Celery is a great source of several nutrients, not to mention having a high water content and some fiber too. Slice it on the diagonal so the pieces aren’t too small and combine it with an array of other vegetables. Celery gives stir-fry a pleasing crunch and a surprising taste that will make your stir-fry exciting and new.
If the only time you ever eat cabbage is in stir-fry, today is the day to change that. Sliced cabbage cooks down really well in stir-fry, but it has an entirely different flavor when it’s cooked that will make mealtime fun again. Make sure your cabbage is sliced to a similar size when it comes to your other ingredients so it all cooks to doneness at the same time.
There’s nothing quite like the taste of a perfectly cooked mushroom, which is why you’ve got to toss some into your next pan of stir-fry. Sliced mushrooms work best, but if you can find tiny ones, go ahead and toss them in whole. I usually add mushrooms to stir-fry toward the end of cooking because they tend to get done a whole lot faster than most veggies.
You see bok choy in a lot of ethnic cooking and you can definitely use it at home too. It has a pleasing cabbage-like taste that is really enhanced when you cook it. Slice the bok choy into bite size pieces and toss it in with carrots, mushrooms and shrimp for a stir-fry that is out of this world.

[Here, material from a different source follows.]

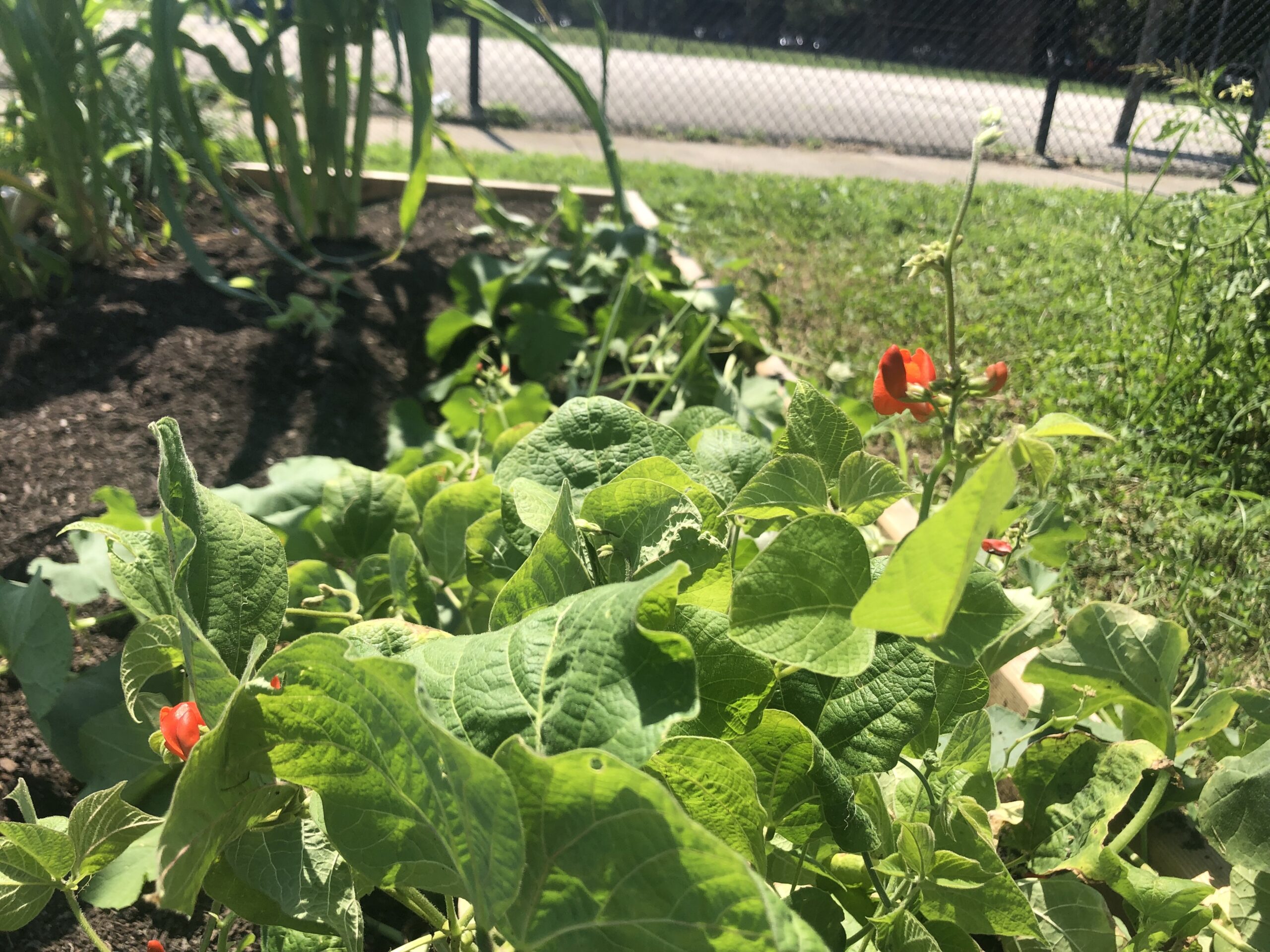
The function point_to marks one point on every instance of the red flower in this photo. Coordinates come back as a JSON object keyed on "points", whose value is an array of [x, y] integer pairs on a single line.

While you do have to be careful not to overcook bell peppers so they don’t get all mushy and soggy, when done right, they add just the right amount of crunch and color to a wok of stir-fry. I like green and red peppers, but you can certainly try the gold and orange varieties as well. Bell peppers pair wonderfully with celery, onions and chicken. Yum!
I love zucchini in my stir-fry! It tastes great when it softens just a bit and its mild taste is awesome with just about anything else. Try it with hot peppers, chicken and peanuts. You can also use yellow or summer squash, which has a similar flavor and texture.